Perform one set of each exercise one after the next. There should be no rest between exercises.
EXERCISE: Overhead Squat
REPETITIONS: 8 Reps
DESCRIPTION: Use a broomstick, not a barbell. It should be held above the head, use a wide grip with straight arms. The feet should be shoulder width apart and turned slightly out. Squat slowly as if sitting back onto a chair. Keep the back flat and arms above your head as you descend. Aim to get the hips lower than the knees Return to the start position and repeat.
EXERCISE: Push-ups
REPETITIONS: 20 Reps
Start with the feet together, hands slightly wider than shoulder width and arms straight. Slowly descend so that the chest is about 5 cm from the floor. Return to the start position and repeat.
EXERCISE: Good Morning
REPETITIONS: 8 Reps
Use a broomstick or light barbell. Place it on the shoulder with the feet shoulder-width apart and legs straight. Flex forward from the hips. Keep the back flat or slightly arched. As you flex forward slightly flex the knees and push the buttock backward. Return to the start and repeat.
EXERCISE: Push-up Row
REPETITIONS: 5 Reps
Use 2 light dumbbells (about 5kg each). Start in a push up position. Perform a push up followed by a single arm row on the right then the left side. Repeat.
EXERCISE: Lunge Rotation
REPETITIONS: 5 Reps each side
Use a 3kg medicine ball or dumbbell. Start with a stagger stance and weight held to the side of the body.
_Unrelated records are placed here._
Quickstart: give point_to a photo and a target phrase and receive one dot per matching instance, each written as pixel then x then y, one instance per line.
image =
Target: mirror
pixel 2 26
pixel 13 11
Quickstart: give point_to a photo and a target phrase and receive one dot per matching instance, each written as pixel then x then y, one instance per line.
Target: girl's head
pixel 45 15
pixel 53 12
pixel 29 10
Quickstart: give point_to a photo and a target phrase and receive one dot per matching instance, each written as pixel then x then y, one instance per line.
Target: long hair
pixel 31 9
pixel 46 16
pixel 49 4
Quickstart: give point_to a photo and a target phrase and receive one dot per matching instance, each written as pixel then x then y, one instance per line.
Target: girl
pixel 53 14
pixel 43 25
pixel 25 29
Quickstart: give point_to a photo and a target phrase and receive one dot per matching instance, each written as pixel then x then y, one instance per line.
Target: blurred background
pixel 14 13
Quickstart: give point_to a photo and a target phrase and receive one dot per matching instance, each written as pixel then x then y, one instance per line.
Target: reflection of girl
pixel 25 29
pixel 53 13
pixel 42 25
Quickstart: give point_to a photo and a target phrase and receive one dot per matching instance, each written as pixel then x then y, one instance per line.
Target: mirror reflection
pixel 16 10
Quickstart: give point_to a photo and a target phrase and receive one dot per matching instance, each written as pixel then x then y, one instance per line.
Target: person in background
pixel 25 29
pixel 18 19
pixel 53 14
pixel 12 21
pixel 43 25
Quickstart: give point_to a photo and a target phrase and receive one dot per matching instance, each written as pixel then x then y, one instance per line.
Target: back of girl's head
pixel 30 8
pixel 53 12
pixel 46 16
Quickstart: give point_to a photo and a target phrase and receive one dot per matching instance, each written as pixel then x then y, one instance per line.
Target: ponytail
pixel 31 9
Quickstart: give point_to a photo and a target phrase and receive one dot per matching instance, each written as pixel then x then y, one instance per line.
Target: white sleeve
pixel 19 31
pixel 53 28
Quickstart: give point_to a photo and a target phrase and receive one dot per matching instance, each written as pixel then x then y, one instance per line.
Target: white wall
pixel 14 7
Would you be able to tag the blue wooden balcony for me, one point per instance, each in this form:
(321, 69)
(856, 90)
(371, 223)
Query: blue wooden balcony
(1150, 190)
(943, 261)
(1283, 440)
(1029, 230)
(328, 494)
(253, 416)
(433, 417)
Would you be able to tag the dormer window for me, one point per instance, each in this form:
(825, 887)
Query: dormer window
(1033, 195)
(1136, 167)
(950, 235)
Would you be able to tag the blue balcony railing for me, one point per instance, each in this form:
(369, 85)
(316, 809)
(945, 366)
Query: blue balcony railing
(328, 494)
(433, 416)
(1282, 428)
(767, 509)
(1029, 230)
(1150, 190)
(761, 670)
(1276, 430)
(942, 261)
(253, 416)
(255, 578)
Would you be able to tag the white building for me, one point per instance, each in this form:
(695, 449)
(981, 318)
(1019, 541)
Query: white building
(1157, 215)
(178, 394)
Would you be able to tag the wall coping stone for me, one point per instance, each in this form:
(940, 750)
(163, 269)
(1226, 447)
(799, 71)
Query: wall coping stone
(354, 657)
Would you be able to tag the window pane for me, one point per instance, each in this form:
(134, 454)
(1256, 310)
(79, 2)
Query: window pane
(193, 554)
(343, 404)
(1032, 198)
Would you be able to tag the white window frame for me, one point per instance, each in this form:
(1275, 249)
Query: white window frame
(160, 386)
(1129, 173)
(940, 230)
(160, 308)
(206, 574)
Lunge forward and rotate the ball across at the same time. Return to the start position.
EXERCISE: Woodchop
REPETITIONS: 8 Reps each side
Use a 3kg medicine ball or dumbbell. Start in a semi squat position with feet shoulder width apart. Stand up and rotate the body to one side and lift the arms above the head. Return to the start. Complete all the reps on one side then repeat on the other side.
EXERCISE: Hip Flexion Rotation
REPETITIONS: 5 reps each side
Start in a push up position. Simultaneously flex the hip and rotate the torso. Bring the knee across the body. Return to the start and repeat on the other side.
EXERCISE: Bridging Hip Flexion
REPETITIONS: 8 Reps each side
Place the feet hip width apart on the bench. Raise the hips off the floor until the thighs are in line with the torso. The body should be held straight and this position maintained. Alternately Flex the hip.